For a by Java What happens to the wrong class file caused by compiler errors ? If it is in the process of network transmission or file replication , What will happen if the class file is damaged ?

In response to these scenarios ,Java The loading process of class loader is designed as a very rigorous process .JVM The specification describes this process in detail .

notes

How do we verify JVM Successfully executed the verification process of class file ? How to verify different JVM Whether the implementation conforms to JVM standard ? So ,Oracle Special testing tools are provided :TCK(Technology Compatibility Kit).TCK By executing a large number of test cases ( Including a large number of error class files generated in different ways ) To verify JVM standard . Only through TCK The test of JVM Ability is called JVM.

similar TCK, One more JCP(Java Community Process; http://jcp.org), Used to verify the new Java The technical specification . For one JCP, Must have detailed documentation , Related implementation and submission to JSR(Java Specification Request) Of TCK test . If the user imagines JSR Use the new Java technology , Then he has to start with RI The provider has permission to , Or you can implement it and do it yourself TCK test .

JVM structure

Java The execution process of the program is shown in the figure below :


chart 1: Java Code execution process

Class loader handle Java Bytecode is loaded into the runtime data area , The execution engine is responsible for Java Bytecode execution .

Class loading

Java It provides the feature of dynamic loading , Only when the class is first encountered at runtime will it be loaded and linked , Instead of loading it at compile time .JVM The class loader of is responsible for the dynamic loading process of classes .Java The characteristics of class loader are as follows :

  • hierarchy :Java The classloader of is organized according to the hierarchy of parent-child relationship .Boostrap The class loader is at the top of the hierarchy , Is the parent of all class loaders .
  • Agent model : Hierarchical organization based on class loader , Class loaders can be proxied . When a class needs to be loaded , You will first ask the parent loader to determine whether the class has been loaded . If the parent class adder has loaded this class , Then it can be used directly without reloading . If not already loaded , Only the current class loader is needed to load this class .
  • Visibility limits : The subclass loader can get classes from the parent class loader , Not the other way around .
  • Can't uninstall : The class loader can load a class but cannot unload it . But you can unload classes by deleting the class loader .

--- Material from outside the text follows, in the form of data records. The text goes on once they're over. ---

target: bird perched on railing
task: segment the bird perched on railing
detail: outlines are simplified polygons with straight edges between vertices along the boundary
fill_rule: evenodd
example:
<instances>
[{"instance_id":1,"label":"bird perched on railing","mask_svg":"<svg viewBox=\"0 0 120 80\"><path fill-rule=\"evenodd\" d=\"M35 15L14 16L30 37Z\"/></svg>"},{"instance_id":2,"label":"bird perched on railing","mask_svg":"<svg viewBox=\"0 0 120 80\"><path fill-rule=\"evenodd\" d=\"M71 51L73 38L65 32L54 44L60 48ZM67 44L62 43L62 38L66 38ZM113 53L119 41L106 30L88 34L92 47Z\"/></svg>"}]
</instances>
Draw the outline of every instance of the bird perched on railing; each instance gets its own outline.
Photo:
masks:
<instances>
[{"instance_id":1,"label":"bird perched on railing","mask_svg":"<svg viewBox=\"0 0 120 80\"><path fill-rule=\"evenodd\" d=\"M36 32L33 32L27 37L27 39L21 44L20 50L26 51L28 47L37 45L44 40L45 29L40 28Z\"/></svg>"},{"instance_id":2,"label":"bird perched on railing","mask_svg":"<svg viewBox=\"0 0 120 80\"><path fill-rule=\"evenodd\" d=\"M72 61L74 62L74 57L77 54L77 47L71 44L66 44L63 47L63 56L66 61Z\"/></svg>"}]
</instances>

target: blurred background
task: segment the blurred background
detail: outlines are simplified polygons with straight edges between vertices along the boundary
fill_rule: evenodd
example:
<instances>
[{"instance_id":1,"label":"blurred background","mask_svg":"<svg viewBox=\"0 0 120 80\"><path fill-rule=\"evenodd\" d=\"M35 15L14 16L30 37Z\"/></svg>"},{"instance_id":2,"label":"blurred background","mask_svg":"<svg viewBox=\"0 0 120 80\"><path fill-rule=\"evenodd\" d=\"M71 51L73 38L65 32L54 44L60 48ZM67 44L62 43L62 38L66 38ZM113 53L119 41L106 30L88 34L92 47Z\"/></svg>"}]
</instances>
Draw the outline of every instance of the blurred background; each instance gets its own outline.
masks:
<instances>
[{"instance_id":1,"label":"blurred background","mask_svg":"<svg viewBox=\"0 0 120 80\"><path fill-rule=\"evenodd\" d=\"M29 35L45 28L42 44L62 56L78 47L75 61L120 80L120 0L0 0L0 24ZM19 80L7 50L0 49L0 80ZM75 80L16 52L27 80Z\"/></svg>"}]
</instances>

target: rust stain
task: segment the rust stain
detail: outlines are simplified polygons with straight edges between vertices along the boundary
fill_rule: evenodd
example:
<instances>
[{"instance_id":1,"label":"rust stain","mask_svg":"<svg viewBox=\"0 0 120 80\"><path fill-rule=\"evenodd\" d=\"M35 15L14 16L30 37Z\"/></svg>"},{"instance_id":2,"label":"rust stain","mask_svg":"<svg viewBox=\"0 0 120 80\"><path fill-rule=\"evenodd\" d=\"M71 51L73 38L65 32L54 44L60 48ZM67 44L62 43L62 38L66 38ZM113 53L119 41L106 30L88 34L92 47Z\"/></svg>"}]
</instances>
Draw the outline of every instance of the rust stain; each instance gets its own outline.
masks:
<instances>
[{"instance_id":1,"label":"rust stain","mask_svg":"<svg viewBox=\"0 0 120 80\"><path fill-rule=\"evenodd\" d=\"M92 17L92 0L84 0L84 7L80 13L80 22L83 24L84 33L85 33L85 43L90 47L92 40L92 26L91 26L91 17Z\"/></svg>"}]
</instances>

Each classloader has its own space , Used to store the loaded class information . When the class loader needs to load a class , It passes through FQCN)(Fully Quanlified Class Name: Fully qualified class name ) First, check whether this class already exists in your own storage space . stay JVM in , Even if they have the same FQCN Class , If it appears in two different classloader spaces , They will also be considered different . Being in different spaces means that classes are loaded by different loaders .

The following figure illustrates the proxy model of the classloader :


chart 2: Proxy model of class loader

When JVM Ask the class loader to load a class , The loader always caches according to the slave class loader 、 Find and load classes in the order of the parent loader and its own loader . That is, the loader will first judge whether this class already exists from the cache , If it does not exist, ask the parent class loader to determine whether it exists , If until Bootstrap This class does not exist in class loaders , Then the current class loader will find the class file from the file system and load it .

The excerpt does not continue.